Pascal Siakam : travailler dur, c’est la recette de la réussite pour Spicy P

Pascal Siakam : travailler dur, c’est la recette de la réussite pour Spicy P

Si Pascal Siakam a décroché l’an dernier le trophée de la meilleure progression (MIP), ça n’est certainement pas en se tournant les pouces. Le Camerounais est en effet connu pour être un monstre de travail.

“Il était toujours le premier à la salle. Il y revenait même toujours le soir. Il a travaillé sur tout ce qu’il fait maintenant.” DeMar DeRozan

Année après année, l’intérieur des Raptors a continué sa progression grâce à un travail acharné, gommant petit à petit les faiblesses de son jeu. À 25 ans, il fait déjà partie du gratin de la NBA, décrochant au passage sa première sélection au All-Star Game.

“J’adore le fait de ne pas savoir faire quelque chose parce que ça me permet de passer des heures dessus a le travailler pour ensuite devenir bon là-dedans. Ça fait du bien, et j’aime vraiment ça. J’adore le fait de pouvoir aller sur le parquet, faire deux dribbles, me tourner, mettre le tir et que le défenseur se dise ‘Put*** non.’ Il ne sait pas combien d’heures j’ai passées à essayer de mettre ce tir.” Pascal Siakam

Ce goût de l’effort, Siakam l’a notamment développé lorsqu’il était à l’Université du côté de New Mexico State. À l’époque, malgré sa taille, il voulait porter la balle.

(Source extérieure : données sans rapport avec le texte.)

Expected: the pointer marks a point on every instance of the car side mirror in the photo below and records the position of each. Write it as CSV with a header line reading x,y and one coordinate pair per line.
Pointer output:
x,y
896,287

“Les gens se moquaient de moi parce qu’ils disaient que je n’étais pas capable de dribbler. Mais dans ma tête, j’ai toujours été un guard. Je me disais ‘Ouais je suis grand, mais je m’en fous. Je ne suis pas un big man.'” Pascal Siakam

Il avait donc conclu un marché avec son coach de l’époque, Marvin Menzies. En match, il devait faire tout ce qu’il fallait pour aider son équipe à gagner, mais en contrepartie il pouvait effectuer des entraînements individuels pour développer ses capacités, notamment à la mène.

“C’était un gamin pour lequel tu te disais ‘Bon sang, s’il arrive à comprendre ça, il va être vraiment bon.” Marvin Menzies

Ce dévouement au travail et à l’effort s’explique en partie par le fait que l’intérieur ait commencé le sport sur le tard, puisqu’il a débuté le basket il y a moins de 10 ans. Pour le coach en développement Rico Hines, ce “retard” ne lui a pas desservi lors de ses premières années.

“Il n’avait aucune mauvaise habitude. Il était comme un cahier vierge.” Rico Hines

Le moins que l’on puisse dire, c’est que tout ce travail a payé. Désormais All-Star et franchise player des Raptors depuis le départ de Kawhi Leonard, Pascal Siakam maintient l’équipe canadienne à la 2e place de la Conférence Est avec une régularité dans les performances très impressionnante. Cette année, le n°43 affiche des moyennes de 23.7 points, 7.5 rebonds et 3.4 passes en 35 minutes.